Dividing Fences

What is a dividing fence?

A dividing fence can be of any material (brick, paling, colourbond, stonewall) or vegetation, such as a Photinia or Camellia hedge so as to create a division between properties but does not include a retaining wall unless it is required to support the fence.

The Dividing Fences Act 1991 states that when determining the standard for a sufficient dividing fence, notwithstanding the material to be used, is:
a) the current existing fence (if any);
b) the purpose or which the adjoining land is used or intended to be used;
c) the privacy or other concerns of the adjoining land owner;
d) the kind of dividing fence in the locality;
e) any policy or code relating to fencing adopted by council or any relevant environmental planning instrument relating to adjoining lands;
f) registration of covenants attaching to the land registered with the Land Titles Office.

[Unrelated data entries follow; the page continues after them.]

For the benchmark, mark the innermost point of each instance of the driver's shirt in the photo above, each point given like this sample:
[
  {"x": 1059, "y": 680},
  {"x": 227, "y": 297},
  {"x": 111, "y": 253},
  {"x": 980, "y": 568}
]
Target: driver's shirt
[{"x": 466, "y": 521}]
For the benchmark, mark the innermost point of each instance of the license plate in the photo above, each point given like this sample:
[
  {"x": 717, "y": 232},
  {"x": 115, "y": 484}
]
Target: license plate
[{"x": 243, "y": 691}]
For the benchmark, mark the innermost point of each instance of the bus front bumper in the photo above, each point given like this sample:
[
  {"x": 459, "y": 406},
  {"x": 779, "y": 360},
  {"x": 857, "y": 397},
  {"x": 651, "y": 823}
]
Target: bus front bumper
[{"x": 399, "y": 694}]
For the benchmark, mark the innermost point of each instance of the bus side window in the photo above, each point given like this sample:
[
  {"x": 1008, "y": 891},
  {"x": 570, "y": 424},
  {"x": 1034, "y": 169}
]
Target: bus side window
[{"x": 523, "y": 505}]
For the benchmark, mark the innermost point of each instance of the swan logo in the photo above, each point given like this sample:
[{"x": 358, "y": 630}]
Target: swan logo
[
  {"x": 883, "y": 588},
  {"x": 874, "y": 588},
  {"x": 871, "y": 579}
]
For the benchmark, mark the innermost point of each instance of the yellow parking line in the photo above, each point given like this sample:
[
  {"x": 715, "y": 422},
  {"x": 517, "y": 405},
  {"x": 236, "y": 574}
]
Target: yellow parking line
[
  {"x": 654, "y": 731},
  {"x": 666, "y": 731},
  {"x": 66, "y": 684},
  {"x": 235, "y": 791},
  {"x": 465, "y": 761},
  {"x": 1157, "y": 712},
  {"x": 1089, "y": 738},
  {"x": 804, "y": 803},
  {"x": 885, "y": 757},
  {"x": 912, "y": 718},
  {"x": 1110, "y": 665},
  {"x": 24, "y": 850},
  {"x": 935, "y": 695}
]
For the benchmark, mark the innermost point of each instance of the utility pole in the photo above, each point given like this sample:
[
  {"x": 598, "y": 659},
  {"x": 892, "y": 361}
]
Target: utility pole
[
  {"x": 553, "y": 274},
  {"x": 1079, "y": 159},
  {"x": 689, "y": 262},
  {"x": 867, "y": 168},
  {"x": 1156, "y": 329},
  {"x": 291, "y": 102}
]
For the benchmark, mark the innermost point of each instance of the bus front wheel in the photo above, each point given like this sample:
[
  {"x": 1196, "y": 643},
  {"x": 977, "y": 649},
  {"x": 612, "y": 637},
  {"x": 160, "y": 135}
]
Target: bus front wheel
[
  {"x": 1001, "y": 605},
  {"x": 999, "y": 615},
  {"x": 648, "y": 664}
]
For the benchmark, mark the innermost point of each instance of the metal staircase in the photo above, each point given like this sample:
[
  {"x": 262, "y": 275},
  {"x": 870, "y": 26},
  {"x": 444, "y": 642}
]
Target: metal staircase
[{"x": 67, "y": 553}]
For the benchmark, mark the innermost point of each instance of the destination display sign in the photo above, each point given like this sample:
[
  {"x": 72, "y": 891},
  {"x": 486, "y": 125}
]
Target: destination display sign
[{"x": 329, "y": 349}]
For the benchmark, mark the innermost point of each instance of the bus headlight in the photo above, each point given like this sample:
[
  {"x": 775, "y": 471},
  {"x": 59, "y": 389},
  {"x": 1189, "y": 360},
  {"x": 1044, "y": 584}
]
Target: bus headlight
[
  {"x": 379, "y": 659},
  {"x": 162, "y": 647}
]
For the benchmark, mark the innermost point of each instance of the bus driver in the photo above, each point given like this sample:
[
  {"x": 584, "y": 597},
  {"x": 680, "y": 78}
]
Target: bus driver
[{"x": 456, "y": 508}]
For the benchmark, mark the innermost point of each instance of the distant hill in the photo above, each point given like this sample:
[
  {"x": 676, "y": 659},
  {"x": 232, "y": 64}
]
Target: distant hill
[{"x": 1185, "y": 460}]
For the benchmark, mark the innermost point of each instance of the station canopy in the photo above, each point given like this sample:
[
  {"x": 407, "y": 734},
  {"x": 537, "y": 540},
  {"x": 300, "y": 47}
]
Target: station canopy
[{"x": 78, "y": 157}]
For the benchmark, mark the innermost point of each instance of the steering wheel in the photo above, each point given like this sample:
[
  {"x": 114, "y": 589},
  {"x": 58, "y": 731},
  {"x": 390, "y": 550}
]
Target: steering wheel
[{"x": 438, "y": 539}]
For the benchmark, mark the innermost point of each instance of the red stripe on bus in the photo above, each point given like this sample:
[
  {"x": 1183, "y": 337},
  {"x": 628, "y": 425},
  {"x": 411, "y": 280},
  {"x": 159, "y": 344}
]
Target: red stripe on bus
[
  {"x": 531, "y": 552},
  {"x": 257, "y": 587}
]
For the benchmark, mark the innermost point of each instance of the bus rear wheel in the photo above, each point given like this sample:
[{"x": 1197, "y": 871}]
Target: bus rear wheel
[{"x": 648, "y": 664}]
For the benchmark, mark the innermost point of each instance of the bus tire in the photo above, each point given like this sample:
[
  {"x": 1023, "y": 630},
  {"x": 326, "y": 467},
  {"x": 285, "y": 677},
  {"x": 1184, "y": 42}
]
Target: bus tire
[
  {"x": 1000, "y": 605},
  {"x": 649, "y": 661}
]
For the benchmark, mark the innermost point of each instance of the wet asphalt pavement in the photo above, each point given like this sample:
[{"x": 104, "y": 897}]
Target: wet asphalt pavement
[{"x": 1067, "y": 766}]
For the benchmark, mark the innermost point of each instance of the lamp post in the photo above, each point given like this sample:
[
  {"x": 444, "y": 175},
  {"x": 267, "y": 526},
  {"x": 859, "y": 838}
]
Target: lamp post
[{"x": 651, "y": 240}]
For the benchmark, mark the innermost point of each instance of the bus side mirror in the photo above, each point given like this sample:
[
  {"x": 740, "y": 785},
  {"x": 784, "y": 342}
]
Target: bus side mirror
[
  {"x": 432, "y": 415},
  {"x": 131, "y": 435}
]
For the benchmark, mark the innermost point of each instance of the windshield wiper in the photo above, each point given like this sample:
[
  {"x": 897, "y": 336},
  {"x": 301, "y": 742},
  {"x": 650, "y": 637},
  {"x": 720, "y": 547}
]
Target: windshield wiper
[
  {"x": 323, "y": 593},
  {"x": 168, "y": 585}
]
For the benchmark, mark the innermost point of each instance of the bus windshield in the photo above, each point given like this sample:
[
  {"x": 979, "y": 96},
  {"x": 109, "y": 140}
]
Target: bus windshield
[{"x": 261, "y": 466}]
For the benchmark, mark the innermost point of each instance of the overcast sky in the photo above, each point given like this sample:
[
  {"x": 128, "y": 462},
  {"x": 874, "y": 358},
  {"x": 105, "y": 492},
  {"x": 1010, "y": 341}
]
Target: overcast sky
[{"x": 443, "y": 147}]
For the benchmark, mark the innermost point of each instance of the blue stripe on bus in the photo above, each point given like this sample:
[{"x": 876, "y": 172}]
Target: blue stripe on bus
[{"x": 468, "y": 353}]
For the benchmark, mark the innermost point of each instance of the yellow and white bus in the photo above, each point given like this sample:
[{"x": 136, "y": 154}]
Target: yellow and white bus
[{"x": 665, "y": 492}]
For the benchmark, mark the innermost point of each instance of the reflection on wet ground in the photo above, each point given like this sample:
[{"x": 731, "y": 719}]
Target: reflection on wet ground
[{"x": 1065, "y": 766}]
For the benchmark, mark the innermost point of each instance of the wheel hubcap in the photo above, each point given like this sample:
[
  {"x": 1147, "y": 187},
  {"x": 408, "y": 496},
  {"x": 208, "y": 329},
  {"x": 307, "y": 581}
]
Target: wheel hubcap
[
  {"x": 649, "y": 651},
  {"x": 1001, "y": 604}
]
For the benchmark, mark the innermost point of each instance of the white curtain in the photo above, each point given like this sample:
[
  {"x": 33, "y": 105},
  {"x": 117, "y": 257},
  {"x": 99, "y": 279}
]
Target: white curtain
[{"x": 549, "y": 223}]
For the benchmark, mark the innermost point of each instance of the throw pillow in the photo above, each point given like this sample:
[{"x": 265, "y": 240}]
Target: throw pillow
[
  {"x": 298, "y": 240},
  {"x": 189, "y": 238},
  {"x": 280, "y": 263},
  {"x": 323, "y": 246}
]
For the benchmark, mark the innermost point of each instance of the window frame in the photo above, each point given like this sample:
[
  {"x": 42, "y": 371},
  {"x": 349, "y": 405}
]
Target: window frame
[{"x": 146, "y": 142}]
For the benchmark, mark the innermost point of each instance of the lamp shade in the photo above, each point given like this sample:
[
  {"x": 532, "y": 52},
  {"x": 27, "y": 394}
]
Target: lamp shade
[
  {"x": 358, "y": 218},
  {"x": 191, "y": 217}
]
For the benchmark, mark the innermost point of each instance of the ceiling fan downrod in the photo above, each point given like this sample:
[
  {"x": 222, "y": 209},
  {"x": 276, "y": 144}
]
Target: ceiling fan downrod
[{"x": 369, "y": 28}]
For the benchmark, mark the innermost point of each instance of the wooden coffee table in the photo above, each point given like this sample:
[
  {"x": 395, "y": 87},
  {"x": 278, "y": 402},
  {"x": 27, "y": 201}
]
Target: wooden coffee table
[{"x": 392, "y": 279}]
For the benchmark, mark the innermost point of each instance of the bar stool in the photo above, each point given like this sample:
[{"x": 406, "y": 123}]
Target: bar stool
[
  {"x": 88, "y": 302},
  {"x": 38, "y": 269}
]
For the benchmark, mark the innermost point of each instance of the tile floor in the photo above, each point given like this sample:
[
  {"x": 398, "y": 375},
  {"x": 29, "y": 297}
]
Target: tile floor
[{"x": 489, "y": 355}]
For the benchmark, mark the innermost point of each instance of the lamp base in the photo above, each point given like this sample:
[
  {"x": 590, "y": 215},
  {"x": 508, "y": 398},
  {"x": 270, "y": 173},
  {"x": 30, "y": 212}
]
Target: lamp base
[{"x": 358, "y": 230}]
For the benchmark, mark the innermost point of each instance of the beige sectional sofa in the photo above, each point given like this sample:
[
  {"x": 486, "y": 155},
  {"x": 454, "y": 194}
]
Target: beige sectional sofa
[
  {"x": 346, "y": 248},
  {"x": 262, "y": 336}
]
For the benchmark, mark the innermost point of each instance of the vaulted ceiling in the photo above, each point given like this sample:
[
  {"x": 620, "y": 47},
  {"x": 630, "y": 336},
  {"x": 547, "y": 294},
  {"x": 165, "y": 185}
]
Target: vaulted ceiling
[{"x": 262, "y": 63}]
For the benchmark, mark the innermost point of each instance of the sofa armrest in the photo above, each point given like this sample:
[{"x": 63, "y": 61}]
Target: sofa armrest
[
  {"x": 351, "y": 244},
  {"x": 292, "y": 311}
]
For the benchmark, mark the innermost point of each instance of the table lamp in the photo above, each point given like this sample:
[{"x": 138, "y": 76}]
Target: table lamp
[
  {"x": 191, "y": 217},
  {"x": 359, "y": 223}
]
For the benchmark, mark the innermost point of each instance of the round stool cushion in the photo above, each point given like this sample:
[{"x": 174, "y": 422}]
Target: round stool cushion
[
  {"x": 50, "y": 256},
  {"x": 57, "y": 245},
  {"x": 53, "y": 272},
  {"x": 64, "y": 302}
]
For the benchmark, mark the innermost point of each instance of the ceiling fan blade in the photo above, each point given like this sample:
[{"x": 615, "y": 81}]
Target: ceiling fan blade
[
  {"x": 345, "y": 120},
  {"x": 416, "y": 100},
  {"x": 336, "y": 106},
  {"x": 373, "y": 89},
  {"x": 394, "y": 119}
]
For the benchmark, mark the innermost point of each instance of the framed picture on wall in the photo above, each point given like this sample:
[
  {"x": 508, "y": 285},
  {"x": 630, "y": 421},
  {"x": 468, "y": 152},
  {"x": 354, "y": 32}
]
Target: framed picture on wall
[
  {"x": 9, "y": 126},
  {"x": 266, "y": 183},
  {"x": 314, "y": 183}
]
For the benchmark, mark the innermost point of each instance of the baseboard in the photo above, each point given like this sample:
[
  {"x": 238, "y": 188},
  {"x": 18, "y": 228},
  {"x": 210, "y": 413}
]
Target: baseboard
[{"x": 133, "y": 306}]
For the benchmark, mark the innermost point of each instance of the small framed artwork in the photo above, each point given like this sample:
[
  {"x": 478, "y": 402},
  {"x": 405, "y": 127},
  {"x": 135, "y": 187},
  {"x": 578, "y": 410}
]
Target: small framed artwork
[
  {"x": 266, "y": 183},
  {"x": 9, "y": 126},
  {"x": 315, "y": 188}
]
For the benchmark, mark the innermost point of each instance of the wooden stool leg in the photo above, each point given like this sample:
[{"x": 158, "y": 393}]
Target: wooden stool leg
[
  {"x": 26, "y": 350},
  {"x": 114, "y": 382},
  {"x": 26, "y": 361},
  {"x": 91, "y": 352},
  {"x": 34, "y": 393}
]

If you want to change the fencing, the first step is to talk to your neighbour. If you have an existing fence (paling fence) and this is in need of repair, then (and if the neighbour agrees), you are equally liable for the cost of replacement. However, if you want to remove the paling fence and put in a colourbond fence, you are liable for the additional cost (i.e. cost estimate for paling fence and subtract this from the cost of the colourbond fence). Each owner is equally responsible unless a swimming pool is involved or the neighbouring land is owned by Council or the Crown. Any agreement as to fencing, should be made in writing.
An adjoining owner is liable for up to the whole cost of the fencing work required to restore a dividing fence that has been damaged or destroyed by a negligent or deliberate act of the owner or person who has entered the land with express consent of the owner. Any fence is to be restored to a reasonable standard having regard to its state before the damage or destruction.

If urgent fencing work is required and it is impracticable to serve a notice in respect of the dividing fence, an adjoining owner may carry out the urgent fencing work. The other adjoining owner is liable for half the cost (subject to conditions).

What if you don’t agree?

If you cannot agree you can:
a) go to mediation at the local Community Justice Association; or
b) you can apply to the Local Court for a Fencing Order.

A Fencing Order is an order about what fencing work should be done and how the costs should be shared. You will need to fill out an application for the court and prepare for a hearing and present your case at the hearing.

There may be an issue as to where the actual boundary is. If you can’t agree on where the boundary is, you can serve a “Boundary Notice” on the other party and apply to the Registrar Generals Department for a Determination of Title Boundary. There is a fee applicable to the Land Titles Office for lodgement and investigation by the surveyor of the boundary.

Going to Court Can Be Costly

Remember, a dividing fence can be a hedge. Before cutting or pruning, to avoid disputes, talk to your neighbour or obtain a landscapers written opinion before you undertake any work. If the hedge is causing damage it may not be a straight forward matter of cutting parts of it away. You can prune or cut hedging only on your side of the fence. However if it is cut or pruned in such a way as to destroy the hedge/fence, you may be liable for damages and replacement and court costs. There is no simple rule as pruning or cutting a tree. If you cannot come to an agreement you may be able to make an application under the Trees (Disputes) between Neighbours Act 2006 (NSW)). Note other legislation comes into play such as the Limitation Act 1969, Land & Environment Court Act 1979, Civil Procedures Act 2005; Uniform Civil Procedures Rules 2005; Land & Environment Court Rules 2007.